What to do when you make the first move on a friend and get rejected

A reader asks:

A few weeks ago, I was hanging out with some friends, one of them being a really cute guy I've been crushing on for a few weeks. We have the same friends, but have only only spoken one or two times very quickly. Well, a few weeks ago when we were all hanging out, he caught my eye.

I decided to make the first move and do the "drop and roll," which is basically when you give a guy your number and then leave. I decided to let one of my friends do it for me since I'm a wimp.

She gave him my number, told him it was from me, and he took it. I waited and waited for him to text or call me and he never did. I feel like such a desperate fool right now and whenever I see him, I get terribly embarrassed. How do I get over this rejection and move on?

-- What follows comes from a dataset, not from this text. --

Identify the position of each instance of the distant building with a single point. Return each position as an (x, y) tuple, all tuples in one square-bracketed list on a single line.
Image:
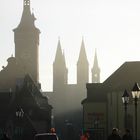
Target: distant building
[(24, 109), (66, 98), (103, 108)]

Well, first I want to say that I think it's awesome that you made the first move, even if you had a friend help you out. A lot of people out there don't have the guts to even do that, so please don't call yourself a wimp!

I know that things didn't work out the way you wanted them to, but I still think you did the right thing. You saw someone you were interested in, and you decided to do something about it rather than sit around and wait for them to do it. Now you know what the deal is, and even though it hurts, you're better off knowing!

That said, dealing with rejection is tough, especially when you've been rejected by someone you have to continue seeing quite often. Feeling embarrassed and stupid comes with the territory, but in this case, you shouldn't feel either of those things, and that's something you just need to convince yourself.

You shouldn't feel like a "desperate fool" because you aren't one! You made a move and it didn't work out – that's okay, and it happens every single day. You didn't beg them for a date or confess your undying love – you made a small gesture that wasn't returned. You don't look desperate or foolish, I promise you. In fact, to me, you look confident and sure of yourself, because you tried, and that's really saying something.

The advice of "stop feeling that way" is easier said than done. This is something you just need to tell yourself over and over again until you believe it. Every time you start to feel stupid for your actions, remind yourself of how much courage it takes to make the first move, and then remind yourself that you did that when so many other people wouldn't. Just repeat it like a mantra until you start to feel better.

Rejection is, unfortunately, a natural part of the dating world, and while the first sting is the worst, it will help you get through more issues like these in the future.

I can't say I blame you for not wanting to be around him. So, just avoid him until you start to feel better about the whole thing. Since he couldn't be bothered to respond to you in any way (to be clear, he didn't have to respond, but it would have been respectful for him to politely decline your advance), don't feel bothered to be nice to him.

You shouldn't be mean – staying cordial is unfortunately the more mature move – but don't go out of your way to say hi or anything like that. If you hate being around him, don't go near him. But also, don't let his presence mess with your social life. You have to learn how to ignore him. Showing that you don't care and that you can still have fun with your mutual friends shows him that you don't need him at all – that speaks volumes.

To be honest, getting through this awkward feeling will take some time. You just need to get past the discomfort and I promise you'll start to feel better again.

Don't let yourself focus on the incident, set your sights on better things, and remind yourself every day that you're a confident badass. You'll feel much better soon!